This article contains spoilers for SQUID GAME: THE CHALLENGE through episode 10.
Netflix‘s Squid Game: The Challenge is as tense and difficult a reality competition as you’re ever likely to see.
Based on Netflix’s own South Korean hit drama Squid Game, this 10-episode series brought 456 people from around the world together to compete in a succession of games, votes, and tricks all for the opportunity of being the last player standing and winning $4.56 million.
Even without the occasional reports of unsafe environments and threatened litigation, it was apparent to those watching that Squid Game: The Challenge was one hell of a … well, challenge. The show is positively filled with sobbing contestants dealing the psychological and physical perils of engaging in a battle to the (thankfully metaphorical) death. Poor player 299 even got so stressed that he nearly puked up chunks of dalgona all over the colorful, fabricated playground.
As such, by the time the very last game in the 10th and final episode rolled around, viewers were expecting something truly epic between the Mai (Player 278) and Phill (Player 451) to determine who would be the Squid Champion once and for all. What they got instead was “rock paper scissors.” Needless to say, some folks were disappointed.
We were also disappointed with Squid Game: The Challenge‘s choice for a final game, but probably not for the reason you think. Allow us to explain.
Let’s get the obvious out of the way first: there was never any chance that The Challenge would copy the original series’ closing match of the actual “Squid Game.” The rules are quite simply too confusing for most non-Korean audiences to keep up with. Not only that, but Squid Game‘s iteration of it is really just a mano-a-mano fight to the death, something that The Challenge would naturally struggle to recreate.

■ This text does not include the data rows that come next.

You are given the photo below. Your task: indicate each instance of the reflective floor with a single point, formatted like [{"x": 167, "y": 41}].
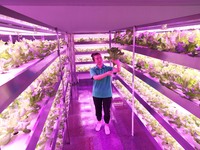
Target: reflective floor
[{"x": 82, "y": 120}]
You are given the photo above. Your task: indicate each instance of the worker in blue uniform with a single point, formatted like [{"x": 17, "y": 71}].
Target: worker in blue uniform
[{"x": 102, "y": 89}]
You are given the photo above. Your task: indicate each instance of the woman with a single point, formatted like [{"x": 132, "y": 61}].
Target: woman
[{"x": 102, "y": 89}]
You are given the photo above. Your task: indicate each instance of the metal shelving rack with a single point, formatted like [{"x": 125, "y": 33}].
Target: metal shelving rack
[
  {"x": 86, "y": 75},
  {"x": 183, "y": 59},
  {"x": 14, "y": 86}
]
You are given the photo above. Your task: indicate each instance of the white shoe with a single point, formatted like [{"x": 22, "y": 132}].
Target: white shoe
[
  {"x": 107, "y": 129},
  {"x": 98, "y": 126}
]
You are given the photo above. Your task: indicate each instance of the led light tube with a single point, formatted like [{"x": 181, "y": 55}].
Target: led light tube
[{"x": 172, "y": 29}]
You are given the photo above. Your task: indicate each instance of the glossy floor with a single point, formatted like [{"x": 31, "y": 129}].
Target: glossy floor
[{"x": 82, "y": 120}]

The show’s executive producers confirmed as much in a Making Squid Game: The Challenge documentary that Netflix added to its servers following the finale.
Squid Game: The Challenge had no way of knowing the physical profile of its final two contestants ahead of time. Therefore it had to find a game that: A. Everyone knows how to play. B. Doesn’t favor a particular body type over another, and C. Involves at least a little skill. With those qualities in mind, rock paper scissors is actually a pretty shrewd choice. Sure, it might involve more random chance than one would prefer but Mai’s superior performance in the game suggests that strategy does matter. Additionally, it’s not like Squid Game: The Challenge has been a luck-free zone up to this point. Seemingly half of the games and elimination challenges presented throughout the season incorporated pure luck. Hell, the very challenge before this one involved players merely pressing a button and learning their fate.
The problem with Squid Game: The Challenge‘s final game isn’t luck. The problem is those keys. There’s just too damn many of them! Introducing the element of one correct key in a veritable haystack of false ones seems like creative twist on rock paper scissors at first. Winning a match doesn’t win you the game, it just buys you a metaphorical lottery ticket to the safe containing the $4.56 million. The more games you win, the more lottery tickets you get before eventually someone opens the hallowed safe.
Unfortunately, Rock paper scissors has so many keys in that pile that it really has no way of generating real tension throughout the game. We see this bear out in the editing. While the show dutifully depicts the first six rounds of rock paper scissors, by the time it gets to the seventh it has no choice but to speed things up with a montage as Mai and Phill keep on finding false key after false key.
When The Challenge re-emerges from the montage, viewers know that the correct key is coming up soon. Sure enough, the second post-montage key opens the safe and Mai wins the whole thing, even if the show tries to hit us with a brief Phill fake out before it.
As the aforementioned making-of documentary depicts, Squid Game: The Challenge was a triumph of logistics in reality TV show programming. Through nine episodes, the series producers do an admirable job of juggling hundreds of competitors, dozens of games, and (presumably) many strict safety regulations to create a pretty compelling show. It’s a shame then no one looked at the pile of keys at the end and thought “eh, maybe just seven of these is fine.”
All 10 episodes of Squid Game: The Challenge are available to stream on Netflix now.